This is what I want to prove: If $f$ is a nonzero holomorphic function on the open disc $\mathbb D$ then $f(z)=z^n g(z)$ for some $n \ge 0$ and some $g$ holomorphic on the open disc $\mathbb D$ satisfying $g(0)\ne 0$.
Here's my attempt: Suppose not. Then for every $g\in H(\mathbb D)$ and every $n \ge 0$, if $f(z)=z^n g(z)$ on $\mathbb D$ then $g(0)=0$. Then by appealing to Taylor's theorem, we can prove that $f\equiv 0$ on $\mathbb D$.
I believe my attempt is correct but I was looking for alternative proofs which avoid the use of Taylor's theorem. Is it possible to prove this using the identity theorem?
The one-step Taylor's theorem, also known as the fundamental theorem of calculus, gives you an explicit expression for $g$. A simple recurrence then allows to conclude. $$ f(z) = f(0) + z \int_0^1 f'(tz) \, dt. $$ If $f(0) = 0$, we put $f_1(z) = \int_0^1 f'(tz) \, dt$. It is holomorphic by a standard result on integrals of function depending holomorphically on a parameter. If $f_1(0) \neq 0$, we take $g = f_1$, if not we repeat with $f_1$ in place of $f$. If the recurrence does not end, this means that all derivatives of $f$ at $0$ are equal to $0$, so $f$ is identically $0$.

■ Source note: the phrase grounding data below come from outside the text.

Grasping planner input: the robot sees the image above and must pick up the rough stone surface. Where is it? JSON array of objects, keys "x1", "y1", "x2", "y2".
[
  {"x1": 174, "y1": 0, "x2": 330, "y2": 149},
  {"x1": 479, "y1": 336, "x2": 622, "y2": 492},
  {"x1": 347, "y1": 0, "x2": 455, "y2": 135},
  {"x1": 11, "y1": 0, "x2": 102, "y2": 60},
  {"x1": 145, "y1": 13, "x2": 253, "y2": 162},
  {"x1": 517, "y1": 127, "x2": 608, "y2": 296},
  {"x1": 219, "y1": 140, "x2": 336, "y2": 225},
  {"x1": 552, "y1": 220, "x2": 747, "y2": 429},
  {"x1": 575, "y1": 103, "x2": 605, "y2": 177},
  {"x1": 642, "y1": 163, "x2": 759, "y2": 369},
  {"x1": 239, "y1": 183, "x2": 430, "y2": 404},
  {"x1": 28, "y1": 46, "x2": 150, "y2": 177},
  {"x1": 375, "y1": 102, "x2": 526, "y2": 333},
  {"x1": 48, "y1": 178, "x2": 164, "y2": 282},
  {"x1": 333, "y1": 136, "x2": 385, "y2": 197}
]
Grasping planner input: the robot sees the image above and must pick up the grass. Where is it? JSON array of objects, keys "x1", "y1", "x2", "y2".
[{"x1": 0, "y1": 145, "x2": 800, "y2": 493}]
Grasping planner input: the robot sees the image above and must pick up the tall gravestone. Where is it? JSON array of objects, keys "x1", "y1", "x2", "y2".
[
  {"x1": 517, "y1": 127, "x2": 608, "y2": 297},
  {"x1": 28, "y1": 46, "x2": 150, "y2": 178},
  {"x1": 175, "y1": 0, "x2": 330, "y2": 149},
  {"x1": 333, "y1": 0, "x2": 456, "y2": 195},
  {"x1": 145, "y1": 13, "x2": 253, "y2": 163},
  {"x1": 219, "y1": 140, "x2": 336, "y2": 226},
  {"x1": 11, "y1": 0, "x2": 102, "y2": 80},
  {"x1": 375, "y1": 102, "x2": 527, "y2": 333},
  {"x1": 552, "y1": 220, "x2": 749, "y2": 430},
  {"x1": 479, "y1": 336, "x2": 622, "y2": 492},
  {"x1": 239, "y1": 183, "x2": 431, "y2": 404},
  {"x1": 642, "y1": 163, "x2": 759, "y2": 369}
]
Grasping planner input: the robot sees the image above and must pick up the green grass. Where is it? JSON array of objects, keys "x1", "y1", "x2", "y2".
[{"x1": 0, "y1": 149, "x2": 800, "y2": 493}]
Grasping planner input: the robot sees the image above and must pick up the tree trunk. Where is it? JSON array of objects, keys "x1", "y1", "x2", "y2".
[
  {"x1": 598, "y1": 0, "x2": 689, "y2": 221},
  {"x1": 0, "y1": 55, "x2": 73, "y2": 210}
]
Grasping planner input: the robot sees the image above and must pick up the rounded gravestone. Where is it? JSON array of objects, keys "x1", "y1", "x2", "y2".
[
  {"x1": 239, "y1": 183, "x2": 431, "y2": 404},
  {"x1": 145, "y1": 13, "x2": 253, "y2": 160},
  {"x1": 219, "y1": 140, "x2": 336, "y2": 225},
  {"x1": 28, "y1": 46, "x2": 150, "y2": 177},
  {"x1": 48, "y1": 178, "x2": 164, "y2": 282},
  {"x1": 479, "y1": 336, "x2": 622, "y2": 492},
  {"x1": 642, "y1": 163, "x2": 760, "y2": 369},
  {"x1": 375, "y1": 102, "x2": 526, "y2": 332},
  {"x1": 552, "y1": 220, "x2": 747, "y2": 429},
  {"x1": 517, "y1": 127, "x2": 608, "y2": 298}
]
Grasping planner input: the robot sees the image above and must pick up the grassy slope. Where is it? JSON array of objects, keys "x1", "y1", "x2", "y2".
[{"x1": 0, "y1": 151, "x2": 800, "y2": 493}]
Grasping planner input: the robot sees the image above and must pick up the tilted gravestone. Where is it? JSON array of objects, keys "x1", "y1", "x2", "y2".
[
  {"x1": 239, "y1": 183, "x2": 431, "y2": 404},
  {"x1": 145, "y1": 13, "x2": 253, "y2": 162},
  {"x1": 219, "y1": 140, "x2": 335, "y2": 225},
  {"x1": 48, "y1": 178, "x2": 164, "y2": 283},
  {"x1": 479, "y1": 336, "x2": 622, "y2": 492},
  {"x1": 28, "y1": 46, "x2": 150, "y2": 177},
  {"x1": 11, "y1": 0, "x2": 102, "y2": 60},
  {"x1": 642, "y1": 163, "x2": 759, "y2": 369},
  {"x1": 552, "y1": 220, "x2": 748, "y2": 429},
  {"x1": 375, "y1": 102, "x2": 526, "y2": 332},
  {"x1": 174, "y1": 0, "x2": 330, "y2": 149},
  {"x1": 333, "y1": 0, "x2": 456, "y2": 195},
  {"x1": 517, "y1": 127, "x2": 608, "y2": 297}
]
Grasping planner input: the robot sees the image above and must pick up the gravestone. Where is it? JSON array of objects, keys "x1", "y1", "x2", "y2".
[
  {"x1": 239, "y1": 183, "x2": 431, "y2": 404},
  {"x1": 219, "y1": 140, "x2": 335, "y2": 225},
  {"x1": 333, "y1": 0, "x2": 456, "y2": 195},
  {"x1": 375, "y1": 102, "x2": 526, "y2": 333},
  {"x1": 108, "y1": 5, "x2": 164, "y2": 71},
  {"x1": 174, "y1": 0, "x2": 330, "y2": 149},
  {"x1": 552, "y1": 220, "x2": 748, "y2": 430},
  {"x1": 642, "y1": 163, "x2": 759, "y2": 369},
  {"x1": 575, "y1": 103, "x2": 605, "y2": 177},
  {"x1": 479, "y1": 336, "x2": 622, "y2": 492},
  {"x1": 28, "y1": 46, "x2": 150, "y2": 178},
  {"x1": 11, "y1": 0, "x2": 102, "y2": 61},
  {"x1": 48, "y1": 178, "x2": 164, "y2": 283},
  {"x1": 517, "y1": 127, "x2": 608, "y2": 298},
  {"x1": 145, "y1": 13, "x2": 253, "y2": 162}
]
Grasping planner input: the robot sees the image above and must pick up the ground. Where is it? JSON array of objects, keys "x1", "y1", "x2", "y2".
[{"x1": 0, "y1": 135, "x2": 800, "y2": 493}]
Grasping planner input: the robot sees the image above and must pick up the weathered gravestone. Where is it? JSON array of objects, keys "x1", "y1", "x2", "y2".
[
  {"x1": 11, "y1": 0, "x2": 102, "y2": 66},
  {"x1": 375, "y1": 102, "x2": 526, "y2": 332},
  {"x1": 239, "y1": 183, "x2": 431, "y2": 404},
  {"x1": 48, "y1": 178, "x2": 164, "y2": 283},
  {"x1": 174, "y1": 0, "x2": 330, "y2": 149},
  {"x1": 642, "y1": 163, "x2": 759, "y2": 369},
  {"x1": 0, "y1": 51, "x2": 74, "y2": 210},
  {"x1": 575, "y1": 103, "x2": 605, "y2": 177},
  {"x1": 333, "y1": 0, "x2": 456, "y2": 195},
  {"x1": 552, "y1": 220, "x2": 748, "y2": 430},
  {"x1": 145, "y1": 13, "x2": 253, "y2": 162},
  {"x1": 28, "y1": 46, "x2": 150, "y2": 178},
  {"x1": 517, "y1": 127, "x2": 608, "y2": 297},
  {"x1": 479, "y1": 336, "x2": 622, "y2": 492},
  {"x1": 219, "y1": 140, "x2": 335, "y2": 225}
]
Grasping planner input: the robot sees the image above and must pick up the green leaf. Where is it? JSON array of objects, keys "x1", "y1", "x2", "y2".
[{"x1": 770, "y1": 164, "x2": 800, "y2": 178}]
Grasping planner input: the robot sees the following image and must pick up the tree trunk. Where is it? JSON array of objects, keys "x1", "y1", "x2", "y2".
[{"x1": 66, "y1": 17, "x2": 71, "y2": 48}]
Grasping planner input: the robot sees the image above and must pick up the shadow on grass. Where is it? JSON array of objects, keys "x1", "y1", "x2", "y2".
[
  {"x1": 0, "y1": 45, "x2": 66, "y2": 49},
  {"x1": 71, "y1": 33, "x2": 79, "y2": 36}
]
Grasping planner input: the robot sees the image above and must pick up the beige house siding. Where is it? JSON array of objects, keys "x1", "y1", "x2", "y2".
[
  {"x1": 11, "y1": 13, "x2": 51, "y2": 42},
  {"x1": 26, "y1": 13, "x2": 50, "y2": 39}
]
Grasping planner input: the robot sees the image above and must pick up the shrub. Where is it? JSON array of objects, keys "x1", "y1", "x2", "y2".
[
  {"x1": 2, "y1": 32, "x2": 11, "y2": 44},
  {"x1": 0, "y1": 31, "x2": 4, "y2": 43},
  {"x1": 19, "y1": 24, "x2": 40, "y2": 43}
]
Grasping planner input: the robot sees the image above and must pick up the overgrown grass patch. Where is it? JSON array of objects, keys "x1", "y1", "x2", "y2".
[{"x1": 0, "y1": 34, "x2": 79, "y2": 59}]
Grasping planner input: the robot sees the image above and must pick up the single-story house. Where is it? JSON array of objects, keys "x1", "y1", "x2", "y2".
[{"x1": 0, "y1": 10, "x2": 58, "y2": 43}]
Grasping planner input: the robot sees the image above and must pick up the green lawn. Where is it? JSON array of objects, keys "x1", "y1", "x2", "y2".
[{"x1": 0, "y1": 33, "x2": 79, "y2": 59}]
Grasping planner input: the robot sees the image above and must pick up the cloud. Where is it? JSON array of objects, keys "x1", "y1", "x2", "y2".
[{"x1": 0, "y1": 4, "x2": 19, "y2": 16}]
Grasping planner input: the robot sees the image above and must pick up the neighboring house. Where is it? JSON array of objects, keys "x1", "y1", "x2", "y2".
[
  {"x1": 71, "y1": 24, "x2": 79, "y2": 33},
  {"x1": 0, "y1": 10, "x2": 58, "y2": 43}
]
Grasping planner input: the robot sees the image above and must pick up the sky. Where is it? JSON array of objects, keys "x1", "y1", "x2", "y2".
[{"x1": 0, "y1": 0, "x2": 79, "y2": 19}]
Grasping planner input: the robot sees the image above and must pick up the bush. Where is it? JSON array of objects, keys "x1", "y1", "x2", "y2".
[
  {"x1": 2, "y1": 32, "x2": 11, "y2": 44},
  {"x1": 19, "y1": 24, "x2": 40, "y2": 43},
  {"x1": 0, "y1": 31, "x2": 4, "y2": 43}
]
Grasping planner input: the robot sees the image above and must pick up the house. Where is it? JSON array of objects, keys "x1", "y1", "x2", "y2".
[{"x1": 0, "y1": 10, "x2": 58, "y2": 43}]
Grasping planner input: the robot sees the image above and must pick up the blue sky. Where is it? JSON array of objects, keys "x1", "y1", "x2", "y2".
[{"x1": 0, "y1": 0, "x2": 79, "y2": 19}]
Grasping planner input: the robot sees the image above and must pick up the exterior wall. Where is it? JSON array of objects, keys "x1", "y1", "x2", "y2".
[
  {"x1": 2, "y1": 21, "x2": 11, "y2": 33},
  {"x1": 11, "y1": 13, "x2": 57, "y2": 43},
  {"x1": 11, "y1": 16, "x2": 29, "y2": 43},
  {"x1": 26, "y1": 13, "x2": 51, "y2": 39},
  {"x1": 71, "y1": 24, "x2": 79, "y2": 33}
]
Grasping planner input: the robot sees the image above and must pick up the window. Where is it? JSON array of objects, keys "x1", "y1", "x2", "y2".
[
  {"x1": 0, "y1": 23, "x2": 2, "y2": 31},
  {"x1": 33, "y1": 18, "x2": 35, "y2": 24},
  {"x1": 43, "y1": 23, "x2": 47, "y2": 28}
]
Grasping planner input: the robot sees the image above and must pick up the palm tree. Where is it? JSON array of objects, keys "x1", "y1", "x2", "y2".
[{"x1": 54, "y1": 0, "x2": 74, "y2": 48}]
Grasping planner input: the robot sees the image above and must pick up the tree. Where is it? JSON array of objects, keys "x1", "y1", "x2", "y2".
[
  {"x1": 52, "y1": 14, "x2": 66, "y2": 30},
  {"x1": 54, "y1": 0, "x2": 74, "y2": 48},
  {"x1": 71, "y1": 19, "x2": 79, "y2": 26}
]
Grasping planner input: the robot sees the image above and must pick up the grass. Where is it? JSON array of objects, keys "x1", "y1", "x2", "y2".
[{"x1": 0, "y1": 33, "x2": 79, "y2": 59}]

Interestingly, the argument gives a related result for $C^\infty$ functions on ${\bf R}$. If the nth-1 first derivatives of $f$ at 0 are 0, then there is a $C^\infty$ function $g$ such that $f(x) = x^n g(x)$. The value of $g$ at zero is equal to $f^{(n)}(0)$, which may or may not be zero.